Bobby was raising the second spoonful to his lips when Victor described his alternate self; immediately a look of disgust crossed his face. But a warmth asserted itself in the pit of his stomach as Victor noticed that he wasn't like that goody-goody cultist.. "Now you're making me wish you put him out of his misery," he said; the flippancy in his voice, however, was marred by an undertone of bitterness. He quickly shoved more ice-cream in his mouth and slowly the smirk returned. The rich caramel lingered on his teeth before his tongue scooped it up.
"And its Irish, not Scotch," Bobby clarified about his hip-flask. He nodded in response to Vic's promise not to attack him in self defense; "sounds good to me, ditto," he responded in agreement.

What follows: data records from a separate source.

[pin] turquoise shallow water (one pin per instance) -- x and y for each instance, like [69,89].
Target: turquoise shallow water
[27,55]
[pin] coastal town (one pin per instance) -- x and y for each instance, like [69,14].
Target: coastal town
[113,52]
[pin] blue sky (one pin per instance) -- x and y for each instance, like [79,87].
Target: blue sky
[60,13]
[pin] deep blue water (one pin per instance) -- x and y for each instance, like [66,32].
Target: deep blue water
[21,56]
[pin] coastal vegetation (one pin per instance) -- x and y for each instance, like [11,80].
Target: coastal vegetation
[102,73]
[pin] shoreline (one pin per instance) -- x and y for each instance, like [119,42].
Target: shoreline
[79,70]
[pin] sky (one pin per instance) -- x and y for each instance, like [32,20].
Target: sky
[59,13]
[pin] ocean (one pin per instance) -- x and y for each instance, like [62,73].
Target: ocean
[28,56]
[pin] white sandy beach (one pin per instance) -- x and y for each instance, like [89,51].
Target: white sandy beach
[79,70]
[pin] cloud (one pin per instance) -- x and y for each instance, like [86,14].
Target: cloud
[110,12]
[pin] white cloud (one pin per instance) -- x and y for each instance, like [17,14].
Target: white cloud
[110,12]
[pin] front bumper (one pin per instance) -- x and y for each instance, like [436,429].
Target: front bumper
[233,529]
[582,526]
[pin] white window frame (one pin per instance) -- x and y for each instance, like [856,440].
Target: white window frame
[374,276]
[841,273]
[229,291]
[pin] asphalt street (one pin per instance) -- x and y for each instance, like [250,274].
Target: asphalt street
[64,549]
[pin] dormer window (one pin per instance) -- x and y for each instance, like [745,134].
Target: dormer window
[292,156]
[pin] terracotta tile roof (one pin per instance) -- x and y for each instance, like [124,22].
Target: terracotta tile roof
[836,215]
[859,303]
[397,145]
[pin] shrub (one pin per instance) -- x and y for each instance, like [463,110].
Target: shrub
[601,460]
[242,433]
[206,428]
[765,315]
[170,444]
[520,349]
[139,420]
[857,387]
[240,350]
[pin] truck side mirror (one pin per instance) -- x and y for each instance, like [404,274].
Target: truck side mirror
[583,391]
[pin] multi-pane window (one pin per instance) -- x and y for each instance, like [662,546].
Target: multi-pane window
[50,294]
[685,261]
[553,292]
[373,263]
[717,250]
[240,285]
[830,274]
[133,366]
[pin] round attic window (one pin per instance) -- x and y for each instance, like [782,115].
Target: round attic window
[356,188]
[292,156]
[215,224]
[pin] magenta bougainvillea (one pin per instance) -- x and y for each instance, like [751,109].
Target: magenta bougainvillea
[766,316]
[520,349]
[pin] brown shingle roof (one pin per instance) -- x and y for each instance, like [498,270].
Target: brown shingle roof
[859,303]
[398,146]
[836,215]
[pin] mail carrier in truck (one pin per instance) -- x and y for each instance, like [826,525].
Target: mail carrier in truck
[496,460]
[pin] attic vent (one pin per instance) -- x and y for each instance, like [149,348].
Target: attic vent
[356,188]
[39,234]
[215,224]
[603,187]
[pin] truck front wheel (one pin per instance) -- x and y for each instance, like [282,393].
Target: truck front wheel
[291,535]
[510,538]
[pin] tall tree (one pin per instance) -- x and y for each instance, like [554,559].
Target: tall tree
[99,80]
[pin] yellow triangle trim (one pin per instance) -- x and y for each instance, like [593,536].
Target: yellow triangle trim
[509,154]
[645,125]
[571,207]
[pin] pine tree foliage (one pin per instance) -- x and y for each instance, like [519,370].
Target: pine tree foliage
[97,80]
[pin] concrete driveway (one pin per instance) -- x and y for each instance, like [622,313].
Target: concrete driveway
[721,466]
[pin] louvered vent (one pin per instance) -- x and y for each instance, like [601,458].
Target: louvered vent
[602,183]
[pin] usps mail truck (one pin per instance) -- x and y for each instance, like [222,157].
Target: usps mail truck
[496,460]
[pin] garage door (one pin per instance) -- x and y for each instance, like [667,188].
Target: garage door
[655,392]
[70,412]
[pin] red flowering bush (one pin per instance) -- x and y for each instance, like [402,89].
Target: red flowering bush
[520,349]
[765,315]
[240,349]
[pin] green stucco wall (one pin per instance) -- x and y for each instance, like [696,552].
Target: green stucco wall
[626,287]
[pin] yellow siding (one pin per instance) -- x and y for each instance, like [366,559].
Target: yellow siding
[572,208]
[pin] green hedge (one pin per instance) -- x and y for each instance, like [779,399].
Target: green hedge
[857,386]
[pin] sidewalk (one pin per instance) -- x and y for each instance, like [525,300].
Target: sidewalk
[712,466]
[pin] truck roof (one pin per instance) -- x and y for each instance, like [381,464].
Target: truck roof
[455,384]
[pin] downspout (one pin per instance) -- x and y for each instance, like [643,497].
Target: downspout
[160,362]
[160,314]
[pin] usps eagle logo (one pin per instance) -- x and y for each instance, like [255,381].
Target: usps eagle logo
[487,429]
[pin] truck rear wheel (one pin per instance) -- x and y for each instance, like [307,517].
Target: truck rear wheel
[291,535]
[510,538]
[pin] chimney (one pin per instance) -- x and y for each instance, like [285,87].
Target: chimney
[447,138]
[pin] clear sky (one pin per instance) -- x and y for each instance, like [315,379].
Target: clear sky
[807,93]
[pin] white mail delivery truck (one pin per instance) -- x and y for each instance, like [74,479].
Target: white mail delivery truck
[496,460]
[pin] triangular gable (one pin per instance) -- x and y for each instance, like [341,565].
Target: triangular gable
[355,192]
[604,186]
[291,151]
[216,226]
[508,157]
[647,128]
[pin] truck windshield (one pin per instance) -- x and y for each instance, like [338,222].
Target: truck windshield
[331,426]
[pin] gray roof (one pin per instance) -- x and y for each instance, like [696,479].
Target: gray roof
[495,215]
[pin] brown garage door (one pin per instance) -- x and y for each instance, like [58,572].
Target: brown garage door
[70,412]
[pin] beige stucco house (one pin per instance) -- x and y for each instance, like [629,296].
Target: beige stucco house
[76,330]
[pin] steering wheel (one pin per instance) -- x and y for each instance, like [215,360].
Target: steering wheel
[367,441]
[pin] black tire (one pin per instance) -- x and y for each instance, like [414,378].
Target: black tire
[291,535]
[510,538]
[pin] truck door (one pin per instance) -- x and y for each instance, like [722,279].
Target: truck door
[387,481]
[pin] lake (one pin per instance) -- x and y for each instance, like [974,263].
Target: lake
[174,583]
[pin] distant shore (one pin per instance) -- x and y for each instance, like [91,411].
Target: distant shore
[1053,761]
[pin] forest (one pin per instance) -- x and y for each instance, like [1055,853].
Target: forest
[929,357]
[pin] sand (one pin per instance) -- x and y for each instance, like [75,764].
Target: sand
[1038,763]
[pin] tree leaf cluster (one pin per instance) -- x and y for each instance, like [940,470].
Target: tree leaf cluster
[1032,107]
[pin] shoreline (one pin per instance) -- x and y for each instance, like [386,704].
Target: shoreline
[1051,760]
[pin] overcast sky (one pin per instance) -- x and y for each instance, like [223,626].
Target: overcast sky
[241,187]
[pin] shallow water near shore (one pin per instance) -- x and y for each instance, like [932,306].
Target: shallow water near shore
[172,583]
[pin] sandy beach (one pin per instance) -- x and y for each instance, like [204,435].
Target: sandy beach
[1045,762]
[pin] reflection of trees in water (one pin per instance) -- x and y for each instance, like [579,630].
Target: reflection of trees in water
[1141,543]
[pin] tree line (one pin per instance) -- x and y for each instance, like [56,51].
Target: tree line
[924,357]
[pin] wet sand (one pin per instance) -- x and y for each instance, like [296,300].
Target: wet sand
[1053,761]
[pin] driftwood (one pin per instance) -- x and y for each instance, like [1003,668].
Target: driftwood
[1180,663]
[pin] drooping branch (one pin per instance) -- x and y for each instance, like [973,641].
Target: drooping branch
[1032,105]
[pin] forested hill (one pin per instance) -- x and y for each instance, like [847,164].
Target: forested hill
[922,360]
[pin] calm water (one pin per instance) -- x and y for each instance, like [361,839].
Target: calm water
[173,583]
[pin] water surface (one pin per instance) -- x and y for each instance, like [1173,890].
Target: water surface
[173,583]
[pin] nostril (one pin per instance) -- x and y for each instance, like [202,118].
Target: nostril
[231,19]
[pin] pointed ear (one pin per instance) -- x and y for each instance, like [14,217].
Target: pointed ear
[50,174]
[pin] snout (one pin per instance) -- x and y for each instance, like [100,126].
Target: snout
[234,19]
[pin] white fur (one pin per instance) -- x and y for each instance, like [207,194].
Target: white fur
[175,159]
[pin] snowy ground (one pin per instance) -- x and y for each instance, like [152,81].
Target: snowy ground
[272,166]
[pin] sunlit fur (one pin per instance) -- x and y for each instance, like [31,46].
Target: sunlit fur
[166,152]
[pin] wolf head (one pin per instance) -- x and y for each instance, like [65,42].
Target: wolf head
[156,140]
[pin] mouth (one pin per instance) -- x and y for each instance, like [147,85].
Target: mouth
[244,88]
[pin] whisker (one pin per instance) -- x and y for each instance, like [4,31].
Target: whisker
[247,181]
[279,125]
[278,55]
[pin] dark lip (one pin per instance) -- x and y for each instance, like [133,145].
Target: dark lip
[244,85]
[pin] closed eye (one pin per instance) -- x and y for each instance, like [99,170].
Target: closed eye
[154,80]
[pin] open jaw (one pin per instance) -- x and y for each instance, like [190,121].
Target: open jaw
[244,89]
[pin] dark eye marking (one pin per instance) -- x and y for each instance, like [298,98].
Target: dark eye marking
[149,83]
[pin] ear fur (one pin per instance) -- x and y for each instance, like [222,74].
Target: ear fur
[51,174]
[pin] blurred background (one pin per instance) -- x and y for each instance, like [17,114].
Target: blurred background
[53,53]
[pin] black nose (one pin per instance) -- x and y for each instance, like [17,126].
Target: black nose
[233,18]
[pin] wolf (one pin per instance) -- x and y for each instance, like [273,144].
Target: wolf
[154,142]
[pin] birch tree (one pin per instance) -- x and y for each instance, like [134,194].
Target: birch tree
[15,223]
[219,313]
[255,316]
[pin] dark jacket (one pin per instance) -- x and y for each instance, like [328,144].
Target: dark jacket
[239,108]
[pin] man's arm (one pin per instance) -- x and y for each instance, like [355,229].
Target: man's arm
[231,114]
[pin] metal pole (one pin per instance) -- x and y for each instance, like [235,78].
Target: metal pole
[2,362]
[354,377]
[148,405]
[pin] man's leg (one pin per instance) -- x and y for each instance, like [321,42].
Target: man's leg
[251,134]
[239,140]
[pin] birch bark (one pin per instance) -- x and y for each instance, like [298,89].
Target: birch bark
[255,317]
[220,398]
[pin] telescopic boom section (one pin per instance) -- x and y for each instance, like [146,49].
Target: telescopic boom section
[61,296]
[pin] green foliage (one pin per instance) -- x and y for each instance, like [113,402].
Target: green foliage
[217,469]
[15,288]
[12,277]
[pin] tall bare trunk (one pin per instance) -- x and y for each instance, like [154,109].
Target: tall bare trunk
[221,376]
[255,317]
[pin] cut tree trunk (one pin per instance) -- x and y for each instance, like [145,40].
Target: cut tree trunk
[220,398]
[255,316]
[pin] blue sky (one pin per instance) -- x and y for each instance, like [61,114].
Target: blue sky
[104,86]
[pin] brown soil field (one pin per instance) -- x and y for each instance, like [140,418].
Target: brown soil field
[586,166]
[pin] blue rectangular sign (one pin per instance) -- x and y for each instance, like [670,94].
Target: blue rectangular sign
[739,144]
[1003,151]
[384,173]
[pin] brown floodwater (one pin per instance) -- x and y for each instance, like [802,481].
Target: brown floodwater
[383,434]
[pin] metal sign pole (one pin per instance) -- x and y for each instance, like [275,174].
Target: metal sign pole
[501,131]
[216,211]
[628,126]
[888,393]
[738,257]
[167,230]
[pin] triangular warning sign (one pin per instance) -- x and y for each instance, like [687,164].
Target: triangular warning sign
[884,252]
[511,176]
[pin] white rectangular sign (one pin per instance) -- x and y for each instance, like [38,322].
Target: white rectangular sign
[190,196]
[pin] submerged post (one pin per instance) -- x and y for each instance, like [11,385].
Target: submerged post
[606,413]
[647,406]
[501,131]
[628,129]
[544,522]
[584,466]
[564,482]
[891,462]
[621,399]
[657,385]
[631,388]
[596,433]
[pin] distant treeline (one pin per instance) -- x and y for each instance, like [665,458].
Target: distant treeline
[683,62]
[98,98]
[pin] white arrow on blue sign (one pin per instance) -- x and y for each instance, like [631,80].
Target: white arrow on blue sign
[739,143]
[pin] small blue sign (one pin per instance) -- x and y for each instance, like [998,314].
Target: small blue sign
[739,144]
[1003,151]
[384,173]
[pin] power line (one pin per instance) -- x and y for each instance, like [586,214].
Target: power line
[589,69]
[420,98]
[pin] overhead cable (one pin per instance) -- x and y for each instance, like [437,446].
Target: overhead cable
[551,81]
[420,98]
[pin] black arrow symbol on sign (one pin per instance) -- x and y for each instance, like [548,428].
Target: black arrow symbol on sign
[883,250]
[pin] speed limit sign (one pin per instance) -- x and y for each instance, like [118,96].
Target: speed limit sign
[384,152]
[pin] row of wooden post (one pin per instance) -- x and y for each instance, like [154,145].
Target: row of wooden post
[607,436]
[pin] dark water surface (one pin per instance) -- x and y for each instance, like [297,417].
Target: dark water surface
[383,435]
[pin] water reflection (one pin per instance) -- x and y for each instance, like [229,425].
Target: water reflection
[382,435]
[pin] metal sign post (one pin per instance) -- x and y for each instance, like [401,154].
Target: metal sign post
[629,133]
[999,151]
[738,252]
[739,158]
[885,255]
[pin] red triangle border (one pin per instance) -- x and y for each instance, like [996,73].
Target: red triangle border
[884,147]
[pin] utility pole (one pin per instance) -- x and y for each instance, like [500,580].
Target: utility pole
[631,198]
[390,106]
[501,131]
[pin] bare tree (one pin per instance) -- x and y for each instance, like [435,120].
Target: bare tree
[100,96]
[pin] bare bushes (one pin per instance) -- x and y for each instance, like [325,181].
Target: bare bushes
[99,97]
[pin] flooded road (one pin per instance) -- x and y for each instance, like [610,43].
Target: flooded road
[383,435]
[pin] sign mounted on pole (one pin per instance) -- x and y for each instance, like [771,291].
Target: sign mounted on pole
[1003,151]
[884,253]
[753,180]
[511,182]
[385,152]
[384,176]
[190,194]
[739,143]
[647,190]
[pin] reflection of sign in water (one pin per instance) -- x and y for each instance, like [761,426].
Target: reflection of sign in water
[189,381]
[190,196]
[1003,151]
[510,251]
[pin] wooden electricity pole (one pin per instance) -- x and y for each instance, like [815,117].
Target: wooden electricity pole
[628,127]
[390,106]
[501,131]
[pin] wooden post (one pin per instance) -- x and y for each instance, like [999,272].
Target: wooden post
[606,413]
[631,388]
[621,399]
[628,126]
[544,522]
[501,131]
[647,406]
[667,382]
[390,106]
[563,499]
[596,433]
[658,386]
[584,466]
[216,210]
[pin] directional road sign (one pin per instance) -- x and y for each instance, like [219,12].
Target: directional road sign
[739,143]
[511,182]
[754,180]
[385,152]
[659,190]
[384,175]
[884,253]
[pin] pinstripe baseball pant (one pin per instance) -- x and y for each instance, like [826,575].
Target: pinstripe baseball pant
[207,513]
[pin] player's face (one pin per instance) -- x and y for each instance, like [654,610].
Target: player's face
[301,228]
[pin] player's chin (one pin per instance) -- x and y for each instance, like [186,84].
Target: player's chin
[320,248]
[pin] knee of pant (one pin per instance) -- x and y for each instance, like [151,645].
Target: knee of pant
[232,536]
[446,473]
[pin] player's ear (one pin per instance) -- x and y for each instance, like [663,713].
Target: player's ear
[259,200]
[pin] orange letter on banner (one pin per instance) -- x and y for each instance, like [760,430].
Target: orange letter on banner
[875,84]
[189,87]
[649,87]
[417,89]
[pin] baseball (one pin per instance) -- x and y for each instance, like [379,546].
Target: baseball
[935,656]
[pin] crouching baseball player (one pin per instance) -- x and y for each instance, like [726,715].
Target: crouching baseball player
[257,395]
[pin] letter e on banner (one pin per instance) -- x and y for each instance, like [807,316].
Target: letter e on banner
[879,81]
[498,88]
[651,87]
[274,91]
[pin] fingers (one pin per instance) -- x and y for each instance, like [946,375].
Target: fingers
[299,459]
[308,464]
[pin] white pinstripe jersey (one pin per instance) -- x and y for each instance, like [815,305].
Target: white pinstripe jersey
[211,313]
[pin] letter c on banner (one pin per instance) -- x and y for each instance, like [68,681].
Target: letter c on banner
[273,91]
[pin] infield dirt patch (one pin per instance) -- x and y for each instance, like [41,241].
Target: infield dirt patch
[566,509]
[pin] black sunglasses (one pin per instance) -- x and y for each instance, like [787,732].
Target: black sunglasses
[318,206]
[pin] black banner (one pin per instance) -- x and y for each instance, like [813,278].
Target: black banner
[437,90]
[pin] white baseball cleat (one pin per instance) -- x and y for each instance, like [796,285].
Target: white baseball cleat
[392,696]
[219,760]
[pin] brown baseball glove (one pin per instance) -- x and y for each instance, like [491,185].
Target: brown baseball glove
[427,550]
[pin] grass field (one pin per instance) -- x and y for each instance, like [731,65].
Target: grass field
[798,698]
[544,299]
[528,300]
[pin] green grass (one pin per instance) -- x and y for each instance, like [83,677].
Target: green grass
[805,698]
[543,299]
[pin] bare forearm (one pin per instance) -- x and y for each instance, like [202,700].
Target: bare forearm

Bobby then heard Victor endorse his attitude (I like this Victor already) and ask for his story. Of course, he was happy to explain, probably due to his inhibitions being lowered by the Peruvian Pixie Dust. He smirk remained in place as he scooped the second can off the table with his spare hand; his fist then began to freeze over as he cooled the vessel.
"Well I'm not an X-Man any more. Haven't been since I turned eighteen." His voice then firmed up slightly as he continued, "I didn't like being a child soldier, and I wanted to be my own boss. So I left." His smile remained in place though. He slid the now-chilled can back over to Victor before he took another spoonful of sugar-laden creamy deliciousness.
"The Scotty from here's much less of a dick than the one I knew, so I do accounts for the Institute. I cover up the whole 'secret mutant training facility' thing and cook the books so the IRS doesn't come knocking and find out Hank's lab happens to have cooler gear than the CDC's." A mischievous spark asserted itself in his eyes as he freely confessed to accounting fraud.